The researchers excluded 12% of the records in the database from their analysis because information was missing or implausible, leaving a final sample of 885,338 pregnancies. Of these, 15,484 (approximately 2%) were multiple gestations--pregnancies involving more than one fetus. The researchers estimated the relative risks of adverse maternal outcomes associated with multiple gestation and adjusted these estimates for maternal age, number of previous births, education, smoking, height, prepregnancy weight and body mass index, history of high blood pressure, the trimester in which the mother began prenatal care, the number of prenatal care visits, geographic area, hospital type and year of delivery.

Multiple gestations were more common among women who were older, had given birth before, had a higher body mass index prior to pregnancy and had a family history of multiple gestations. For example, women who were at least 35 years old were more than three times as likely to be pregnant with more than one child than women who were younger than 20, and women who had a family history of multiple gestations were three times as likely as women who did not to have multiple gestations. There was no association between multiple gestations and history of abortion.

After adjusting the data for confounding variables, the researchers found that several adverse outcomes were significantly more common among women with multiple gestations. Women pregnant with more than one child were four times as likely as women pregnant with one child to experience preterm labor, three times as likely to experience eclampsia and cesarean delivery, and twice as likely to experience preeclampsia, anemia, postpartum hemorrhage and postpartum infection.

The researchers also calculated the estimated risk of complications associated with multiple gestations for women who had never given birth before and for women who had previously given birth. Among women having their first birth, those with multiple gestations were seven times as likely as those with singleton gestations to have a preterm delivery, six times as likely to experience eclampsia and three times as likely to have a cesarean delivery.
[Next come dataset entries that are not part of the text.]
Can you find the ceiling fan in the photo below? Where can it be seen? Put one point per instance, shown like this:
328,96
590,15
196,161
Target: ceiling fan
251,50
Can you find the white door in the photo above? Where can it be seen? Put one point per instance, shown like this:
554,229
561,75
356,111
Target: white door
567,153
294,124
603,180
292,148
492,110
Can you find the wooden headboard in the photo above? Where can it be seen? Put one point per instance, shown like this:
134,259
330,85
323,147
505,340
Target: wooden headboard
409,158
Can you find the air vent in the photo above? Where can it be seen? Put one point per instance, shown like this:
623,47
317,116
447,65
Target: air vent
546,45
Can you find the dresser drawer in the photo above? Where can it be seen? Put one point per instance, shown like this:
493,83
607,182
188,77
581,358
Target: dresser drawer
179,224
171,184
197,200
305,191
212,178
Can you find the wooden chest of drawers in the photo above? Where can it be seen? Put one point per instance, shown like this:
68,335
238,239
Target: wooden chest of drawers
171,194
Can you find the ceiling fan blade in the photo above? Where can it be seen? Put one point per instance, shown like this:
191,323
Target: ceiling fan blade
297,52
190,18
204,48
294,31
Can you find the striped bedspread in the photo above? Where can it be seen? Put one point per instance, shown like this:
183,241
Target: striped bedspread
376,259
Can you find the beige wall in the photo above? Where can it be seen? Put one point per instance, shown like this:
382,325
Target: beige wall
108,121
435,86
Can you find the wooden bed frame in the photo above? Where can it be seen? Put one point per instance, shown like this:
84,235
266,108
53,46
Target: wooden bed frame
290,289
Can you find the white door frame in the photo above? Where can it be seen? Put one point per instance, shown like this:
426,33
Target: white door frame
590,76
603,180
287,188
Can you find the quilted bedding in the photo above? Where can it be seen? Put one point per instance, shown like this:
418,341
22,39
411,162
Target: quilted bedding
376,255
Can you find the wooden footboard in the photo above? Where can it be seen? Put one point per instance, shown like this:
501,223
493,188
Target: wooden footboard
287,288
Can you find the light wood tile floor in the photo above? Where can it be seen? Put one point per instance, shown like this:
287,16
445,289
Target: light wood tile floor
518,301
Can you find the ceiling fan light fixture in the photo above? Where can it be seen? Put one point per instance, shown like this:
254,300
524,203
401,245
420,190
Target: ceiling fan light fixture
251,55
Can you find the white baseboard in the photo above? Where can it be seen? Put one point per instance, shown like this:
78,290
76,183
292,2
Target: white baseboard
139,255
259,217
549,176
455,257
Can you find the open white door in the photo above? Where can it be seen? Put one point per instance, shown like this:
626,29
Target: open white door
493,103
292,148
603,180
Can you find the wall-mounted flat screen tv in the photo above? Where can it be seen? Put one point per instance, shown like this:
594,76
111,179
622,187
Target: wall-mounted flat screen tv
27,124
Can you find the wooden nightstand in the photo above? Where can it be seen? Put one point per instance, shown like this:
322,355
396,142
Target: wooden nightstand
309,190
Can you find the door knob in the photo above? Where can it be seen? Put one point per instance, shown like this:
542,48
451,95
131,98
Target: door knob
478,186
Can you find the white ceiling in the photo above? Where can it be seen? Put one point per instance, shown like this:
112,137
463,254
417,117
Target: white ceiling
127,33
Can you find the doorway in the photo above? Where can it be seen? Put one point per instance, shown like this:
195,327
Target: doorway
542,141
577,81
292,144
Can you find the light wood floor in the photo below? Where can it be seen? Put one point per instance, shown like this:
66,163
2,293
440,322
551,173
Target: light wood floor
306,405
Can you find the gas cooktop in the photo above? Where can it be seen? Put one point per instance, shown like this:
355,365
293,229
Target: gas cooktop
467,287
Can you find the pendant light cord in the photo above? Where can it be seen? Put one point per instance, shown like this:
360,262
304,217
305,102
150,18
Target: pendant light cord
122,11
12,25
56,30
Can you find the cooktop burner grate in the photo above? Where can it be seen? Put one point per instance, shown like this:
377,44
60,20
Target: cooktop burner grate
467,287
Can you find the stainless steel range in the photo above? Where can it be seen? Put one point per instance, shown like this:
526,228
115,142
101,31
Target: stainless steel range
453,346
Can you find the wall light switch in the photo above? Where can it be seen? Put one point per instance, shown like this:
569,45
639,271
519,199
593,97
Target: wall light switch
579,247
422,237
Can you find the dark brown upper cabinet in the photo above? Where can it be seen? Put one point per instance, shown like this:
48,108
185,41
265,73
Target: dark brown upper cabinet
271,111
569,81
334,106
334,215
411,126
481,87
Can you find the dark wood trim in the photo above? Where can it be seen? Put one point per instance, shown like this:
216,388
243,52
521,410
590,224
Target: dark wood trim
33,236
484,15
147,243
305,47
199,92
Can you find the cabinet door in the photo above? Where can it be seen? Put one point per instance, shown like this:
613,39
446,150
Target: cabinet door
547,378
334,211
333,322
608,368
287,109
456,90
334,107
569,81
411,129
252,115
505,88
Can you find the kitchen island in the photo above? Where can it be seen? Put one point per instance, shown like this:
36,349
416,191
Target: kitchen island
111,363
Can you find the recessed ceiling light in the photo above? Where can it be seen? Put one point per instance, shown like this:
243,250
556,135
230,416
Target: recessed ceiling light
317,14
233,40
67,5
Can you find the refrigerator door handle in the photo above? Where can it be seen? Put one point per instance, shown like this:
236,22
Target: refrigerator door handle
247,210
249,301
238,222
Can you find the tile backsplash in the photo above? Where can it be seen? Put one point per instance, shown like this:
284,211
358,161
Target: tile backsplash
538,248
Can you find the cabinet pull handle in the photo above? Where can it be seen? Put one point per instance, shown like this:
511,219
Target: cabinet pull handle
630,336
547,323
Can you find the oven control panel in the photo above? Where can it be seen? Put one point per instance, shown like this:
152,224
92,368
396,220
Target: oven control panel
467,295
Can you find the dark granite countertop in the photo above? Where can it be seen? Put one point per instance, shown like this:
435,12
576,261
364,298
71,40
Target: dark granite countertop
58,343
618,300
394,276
Parous women who were pregnant with more than one child were twice as likely to die and to have a cesarean delivery and were three times as likely to experience preterm labor as parous women pregnant with only one child.

For most of the adverse outcomes in the researchers' analysis, whether a woman had given birth before did not make a difference in the elevated risk associated with multiple gestations. However, for eclampsia, preterm labor and cesarean delivery, the elevated risk associated with multiple gestation was significantly higher for women having their first birth than for those who had given birth at least once.

The researchers note that the accuracy of diagnoses in the database has not been verified and that complications could be underreported. However, because the rates of complications in their study are similar to those reported in other studies, they believe that this potential limitation is not likely to have affected their findings. They conclude that multiple gestations should be included among risk factors for maternal mortality and that there be programs specifically designed for women carrying multiple gestations. Furthermore, they say that their findings, in addition to the "well-known increased risk of neonatal morbidity and mortality among multiple gestations, should focus attention on indiscriminate use of ovulation-inducing agents and assisted-reproductive technologies that raise the rate of multiple gestations."--B. Brown

REFERENCE

1. Conde-Agudelo A, Belizan JM and Lindmark G, Maternal morbidity and mortality associated with multiple gestations, Obstetrics and Gynecology, 2000, 95(6):899-903.